Microsatellite marker data analysis —Electropherograms from the fragment analysis were analyzed using GeneMarker software version 1.95 (SoftGenetics, State College, Pennsylvania, USA). Analyzed amplification products with unscorable peaks were not considered to be useful in the studies of variability due to the possible misinterpretation of data. Thirteen primer pairs produced polymorphic and heterozygous loci (accession numbers KF408341–KF408348, KF408350– KF408354). The Excel Microsatellite Toolkit (Park, 2001) was used for the calculation of the number of alleles, observed (H_o) and expected (H_e) heterozygosities, and polymorphism information content (PIC) values. Allele sizes ranged from two to eight alleles per locus across 25 individuals from five different populations, with H_o and H_e varying between 0.12 and 0.84, and 0.25 and 0.81, respectively (Table 2).

Table 2.

Results of initial primer screening of specimens from five populations of Zelkova carpinifolia.

CONCLUSIONS

In the current study, we used 454 pyrosequencing to obtain sequence reads for microsatellite primer development in Z. carpinifolia. After thorough evaluation, we present 13 primer pairs for amplifying polymorphic microsatellite loci in Z. carpinifolia.

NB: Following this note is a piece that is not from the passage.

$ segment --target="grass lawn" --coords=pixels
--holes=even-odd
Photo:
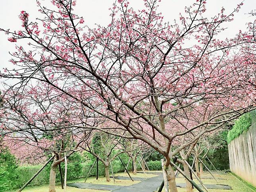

These 13 loci are proposed to be used for the microsatellite screening of naturally distributed Z. carpinifolia populations, but they may also cross-amplify in closely related species. Analysis of the obtained allele frequencies and knowledge of the individual genotypes will help us to understand the population structure and relationships between and within different populations of Zelkova species.